Yerel seçimlerde ÖDP nin DYP ile ittifakı ve yerel seçimler kazanıldıktan sonra, 12 Eylül dönemini anımsatan (Devlet kimsenin hizmetçisi değildir. Kendi okulunu kendin yap, kendi hastaneni, kendi yolunu kendin yap) halktan para toplayıp belediyenin yol yapma durumu, cadde düzenleyen her işverenin ismini cadde ismi olarak belirlenmesi gibi, sağ zihniyete uygun solla ilişkilendirilmemesi gereken icraatlar, Samandağ insanının kafasında sağ zihniyetli politikacılarda meşruluk sağlamaktadır. Bu meşruluk üzerinden kendine zemin hazırlayan faşizan düşünceler kendini ifade etme ve insan örgütleme alanı da bulmaktadır. Sorgulanması gereken bir başka durum ise burjuva partilerinin bu icraatlara karşı çıkmaması destek vermesidir.

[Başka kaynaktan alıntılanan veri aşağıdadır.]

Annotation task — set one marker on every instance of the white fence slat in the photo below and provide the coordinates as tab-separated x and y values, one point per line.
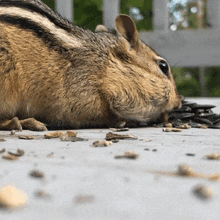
65	8
161	15
186	48
111	8
213	13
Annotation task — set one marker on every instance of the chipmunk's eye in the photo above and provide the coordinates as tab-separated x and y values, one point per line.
163	66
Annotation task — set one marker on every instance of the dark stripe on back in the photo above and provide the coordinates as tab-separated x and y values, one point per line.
46	37
44	10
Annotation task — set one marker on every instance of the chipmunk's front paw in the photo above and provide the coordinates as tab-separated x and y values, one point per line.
13	124
33	125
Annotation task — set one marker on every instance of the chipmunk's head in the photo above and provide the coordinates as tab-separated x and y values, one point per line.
140	81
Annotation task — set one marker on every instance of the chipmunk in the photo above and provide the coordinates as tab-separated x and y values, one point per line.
57	74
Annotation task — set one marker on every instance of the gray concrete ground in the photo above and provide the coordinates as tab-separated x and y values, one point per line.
88	183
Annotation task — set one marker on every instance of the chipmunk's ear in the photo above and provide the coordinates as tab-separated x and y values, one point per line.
127	28
101	28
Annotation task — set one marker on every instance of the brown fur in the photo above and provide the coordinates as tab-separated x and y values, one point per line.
111	78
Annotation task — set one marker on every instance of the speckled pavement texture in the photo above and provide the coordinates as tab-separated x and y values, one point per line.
87	183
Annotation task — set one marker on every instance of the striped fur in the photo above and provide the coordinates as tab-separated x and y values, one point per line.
65	76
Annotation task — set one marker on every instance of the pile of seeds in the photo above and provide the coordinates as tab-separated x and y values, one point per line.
195	115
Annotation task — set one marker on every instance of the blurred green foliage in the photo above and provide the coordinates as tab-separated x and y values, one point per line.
88	14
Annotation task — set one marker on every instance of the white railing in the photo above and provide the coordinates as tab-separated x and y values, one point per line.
183	48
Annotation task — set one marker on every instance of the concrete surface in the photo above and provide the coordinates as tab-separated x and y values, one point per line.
88	183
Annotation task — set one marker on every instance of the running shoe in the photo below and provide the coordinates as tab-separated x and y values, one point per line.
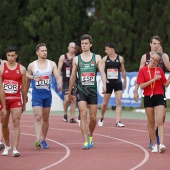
15	153
119	124
44	144
85	147
154	148
91	144
78	121
65	118
37	144
5	152
157	139
100	122
72	120
2	146
162	148
150	145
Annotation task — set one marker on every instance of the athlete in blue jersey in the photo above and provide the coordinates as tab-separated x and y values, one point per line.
41	93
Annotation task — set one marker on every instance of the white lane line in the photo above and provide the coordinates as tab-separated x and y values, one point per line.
59	161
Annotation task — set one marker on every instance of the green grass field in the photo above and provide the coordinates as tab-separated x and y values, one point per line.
126	114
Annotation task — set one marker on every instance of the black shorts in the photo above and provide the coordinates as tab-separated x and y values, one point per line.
82	97
153	101
66	88
116	87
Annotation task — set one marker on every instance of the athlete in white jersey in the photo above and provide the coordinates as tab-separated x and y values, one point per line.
41	94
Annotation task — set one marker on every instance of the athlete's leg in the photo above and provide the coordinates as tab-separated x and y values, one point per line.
16	115
151	123
65	104
5	128
83	122
118	96
73	107
104	104
38	110
160	119
45	124
93	113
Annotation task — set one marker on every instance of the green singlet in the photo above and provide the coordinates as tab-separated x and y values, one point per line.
87	72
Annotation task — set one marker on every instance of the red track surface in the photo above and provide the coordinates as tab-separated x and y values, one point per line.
115	148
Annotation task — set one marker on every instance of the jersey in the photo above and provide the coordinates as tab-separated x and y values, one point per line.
66	70
42	87
145	76
160	64
112	70
12	80
87	72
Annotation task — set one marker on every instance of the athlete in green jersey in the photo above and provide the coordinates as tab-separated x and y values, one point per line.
87	64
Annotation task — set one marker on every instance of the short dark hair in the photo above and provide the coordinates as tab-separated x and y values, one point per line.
11	49
40	45
156	37
110	45
86	36
159	54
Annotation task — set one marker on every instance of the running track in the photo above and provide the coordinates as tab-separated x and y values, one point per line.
115	148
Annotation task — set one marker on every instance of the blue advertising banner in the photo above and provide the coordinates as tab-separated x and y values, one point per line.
128	93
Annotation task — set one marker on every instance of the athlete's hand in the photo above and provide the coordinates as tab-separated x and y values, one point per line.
136	96
103	89
59	87
3	112
37	78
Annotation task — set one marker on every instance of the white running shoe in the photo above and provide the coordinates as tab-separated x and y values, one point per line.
5	152
119	124
78	121
162	148
15	153
100	122
154	148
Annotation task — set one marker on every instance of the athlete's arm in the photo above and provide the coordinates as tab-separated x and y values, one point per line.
72	77
122	68
57	75
24	88
101	70
165	59
2	96
142	64
30	72
60	64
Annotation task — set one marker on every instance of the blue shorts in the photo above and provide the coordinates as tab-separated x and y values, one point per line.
42	100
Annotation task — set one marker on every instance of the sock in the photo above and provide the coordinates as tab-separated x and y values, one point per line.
91	139
85	143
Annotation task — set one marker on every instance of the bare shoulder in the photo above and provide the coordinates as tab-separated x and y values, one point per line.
23	69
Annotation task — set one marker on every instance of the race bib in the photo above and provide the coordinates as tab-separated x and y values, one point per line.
112	73
88	78
67	71
43	83
10	86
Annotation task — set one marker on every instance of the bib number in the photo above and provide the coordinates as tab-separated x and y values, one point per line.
87	78
43	83
112	73
10	86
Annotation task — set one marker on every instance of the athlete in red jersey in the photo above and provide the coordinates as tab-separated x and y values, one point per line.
14	83
151	78
2	109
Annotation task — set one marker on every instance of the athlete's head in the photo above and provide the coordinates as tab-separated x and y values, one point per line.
12	49
71	47
109	48
155	43
86	42
12	54
41	51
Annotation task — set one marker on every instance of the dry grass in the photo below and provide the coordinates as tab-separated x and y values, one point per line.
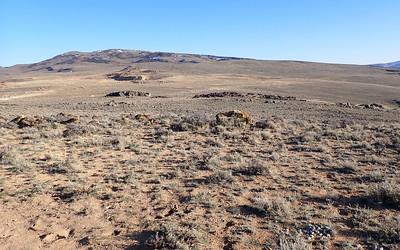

Çünkü bu icraatlar solun değil onların dünyasına, siyasi yapılarına uygun icralardır.
Sol adına hareket eden kimi kişiler de; ne pahasına olursa olsun bu belediye yönetimini alacağım anlayışı. Kısa bir zaman zarfında, ne pahasına olursa olsun hizmet yapacağım düşüncesine dönüşmüştür. Şu anda da, ne pahasına olursa olsun herkesi idare edip kaybetmeyeceğim histerisi ile en temel demokrasi taleplerini dilendiremez konuma gelmiş bulunmaktadırlar.
İşte bunun neticesinde söz konusu şahıslar Kürt sorunu gibi önemli ve ülke genelini ilgilendiren bir konuda ses edemez, faşizan saldırılar karşısında tepki koyamaz duruma gelmiş bulunmaktadırlar. “Irkçılık bulaşıcı bir hastalıktır” derken bu hastalığın amaçları için her şeyi yapmaya hazır potansiyeller üzerinden sirayet edebileceğini de ayrıca belirtmek isterim…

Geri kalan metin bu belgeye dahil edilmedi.